Virginia attorney general Ken Cuccinelli is urging Tea Partiers not to support the idea of state interposition. According to a report, “Attorney Gen. Cuccinelli, in private consultations with the Roanoke group, agreed, noting how Southern states had unsuccessfully invoked the doctrine in the 1960s to resist federal civil-rights legislation. ‘Interposition had a place in history, I told them, and it is not an exalted one,’ Mr. Cuccinelli said.”

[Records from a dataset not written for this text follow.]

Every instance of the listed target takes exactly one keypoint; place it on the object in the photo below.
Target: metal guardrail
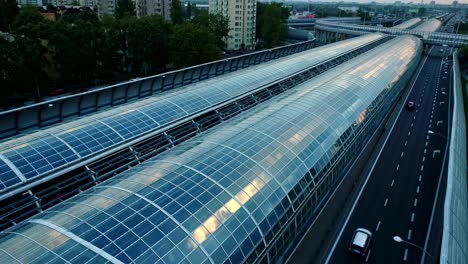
(27, 200)
(454, 248)
(43, 114)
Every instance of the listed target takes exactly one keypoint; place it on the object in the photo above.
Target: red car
(57, 92)
(410, 106)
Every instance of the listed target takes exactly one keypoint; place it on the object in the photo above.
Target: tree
(192, 44)
(177, 13)
(28, 16)
(216, 23)
(125, 8)
(147, 40)
(8, 11)
(421, 11)
(188, 12)
(271, 25)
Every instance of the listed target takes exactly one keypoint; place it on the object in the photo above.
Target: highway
(399, 193)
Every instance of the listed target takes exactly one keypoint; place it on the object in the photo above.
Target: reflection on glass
(202, 232)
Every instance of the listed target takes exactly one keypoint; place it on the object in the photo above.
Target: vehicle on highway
(409, 106)
(57, 92)
(360, 242)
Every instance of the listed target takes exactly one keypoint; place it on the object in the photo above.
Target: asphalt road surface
(398, 197)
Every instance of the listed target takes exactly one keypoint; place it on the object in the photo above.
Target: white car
(360, 242)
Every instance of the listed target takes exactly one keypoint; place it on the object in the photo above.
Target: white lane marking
(327, 260)
(368, 254)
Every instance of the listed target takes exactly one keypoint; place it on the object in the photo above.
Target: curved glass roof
(431, 25)
(42, 152)
(213, 198)
(408, 23)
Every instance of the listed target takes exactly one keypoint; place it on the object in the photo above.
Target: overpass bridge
(227, 162)
(326, 31)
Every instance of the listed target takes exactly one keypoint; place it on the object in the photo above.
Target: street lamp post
(400, 240)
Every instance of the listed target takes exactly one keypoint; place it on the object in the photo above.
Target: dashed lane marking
(368, 254)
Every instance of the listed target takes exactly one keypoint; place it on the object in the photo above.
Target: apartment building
(154, 7)
(242, 21)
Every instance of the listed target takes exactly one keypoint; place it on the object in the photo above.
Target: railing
(15, 121)
(454, 248)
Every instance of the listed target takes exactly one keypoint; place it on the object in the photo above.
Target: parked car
(409, 106)
(360, 241)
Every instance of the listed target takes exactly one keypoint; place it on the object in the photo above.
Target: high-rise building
(106, 7)
(242, 21)
(153, 7)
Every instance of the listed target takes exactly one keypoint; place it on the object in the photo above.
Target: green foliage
(464, 52)
(216, 23)
(28, 16)
(193, 44)
(8, 11)
(79, 50)
(177, 14)
(124, 8)
(147, 40)
(271, 26)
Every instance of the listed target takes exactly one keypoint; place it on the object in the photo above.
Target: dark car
(57, 92)
(360, 242)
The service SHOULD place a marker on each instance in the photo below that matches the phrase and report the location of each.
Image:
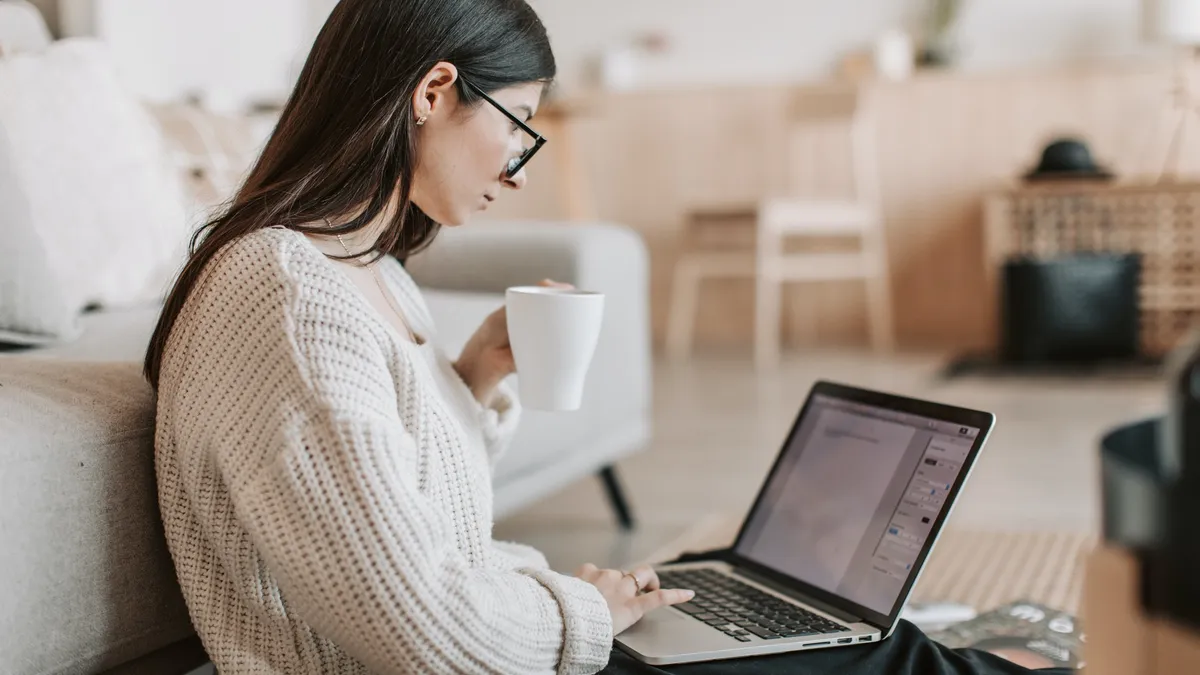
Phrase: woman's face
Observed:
(463, 153)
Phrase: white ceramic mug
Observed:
(553, 333)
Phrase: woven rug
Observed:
(983, 568)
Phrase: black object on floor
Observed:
(1069, 308)
(990, 365)
(616, 493)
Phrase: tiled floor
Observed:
(719, 424)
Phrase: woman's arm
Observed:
(298, 406)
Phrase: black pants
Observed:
(906, 652)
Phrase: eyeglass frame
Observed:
(528, 153)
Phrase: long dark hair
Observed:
(346, 142)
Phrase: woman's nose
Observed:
(515, 181)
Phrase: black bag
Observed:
(1080, 308)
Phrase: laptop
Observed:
(835, 539)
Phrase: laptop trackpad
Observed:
(667, 632)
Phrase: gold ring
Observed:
(636, 583)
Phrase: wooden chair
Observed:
(821, 119)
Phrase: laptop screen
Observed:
(855, 497)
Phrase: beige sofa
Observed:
(87, 584)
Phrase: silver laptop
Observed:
(835, 539)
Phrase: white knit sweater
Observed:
(325, 487)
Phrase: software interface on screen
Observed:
(855, 499)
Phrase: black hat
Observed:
(1067, 159)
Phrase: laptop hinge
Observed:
(793, 593)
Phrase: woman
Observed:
(323, 469)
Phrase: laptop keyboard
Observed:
(741, 610)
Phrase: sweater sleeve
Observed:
(324, 481)
(497, 419)
(520, 556)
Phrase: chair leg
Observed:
(682, 310)
(768, 308)
(616, 493)
(879, 300)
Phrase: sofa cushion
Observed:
(84, 571)
(96, 183)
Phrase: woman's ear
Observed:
(436, 94)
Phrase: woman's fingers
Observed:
(647, 579)
(655, 599)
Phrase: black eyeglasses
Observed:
(515, 163)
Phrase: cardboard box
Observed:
(1121, 639)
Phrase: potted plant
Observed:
(939, 45)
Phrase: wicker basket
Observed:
(1159, 222)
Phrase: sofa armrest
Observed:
(609, 258)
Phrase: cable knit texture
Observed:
(325, 485)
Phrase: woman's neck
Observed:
(359, 243)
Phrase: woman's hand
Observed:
(629, 601)
(487, 357)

That is most unfortunate. I have explained why the civil-rights issue as an argument against nullification today is apples and oranges; this discussion comes in a speech of mine that will be repeated on C-SPAN2 this Sunday at 3:30pm ET. Beyond that, what a shame Cuccinelli does not know the real history of the doctrine, and what it was used for. From what I can see, every single time the Principles of ’98 were invoked in antebellum America they sought to expand human freedom. Why is that not “exalted”? Wisconsin objected to unconstitutional aspects of the Fugitive Slave Act of 1850, quoting Jefferson’s Resolutions of 1798 verbatim. Not exalted? Why buy into the regime’s idea that if we peons are allowed to dissent from federal policy, we’ll surely use this power for evil? Why buy into the idea that we need federal government supervision for our own good?

This Sunday in Orlando those of us who beg to differ will be having a pretty big event in support of nullification; former New Mexico governor Gary Johnson and I are among the speakers. By an interesting coincidence, I recently did a radio interview (to air next month) on nullification with Pat Williams, senior VP of the Orlando Magic.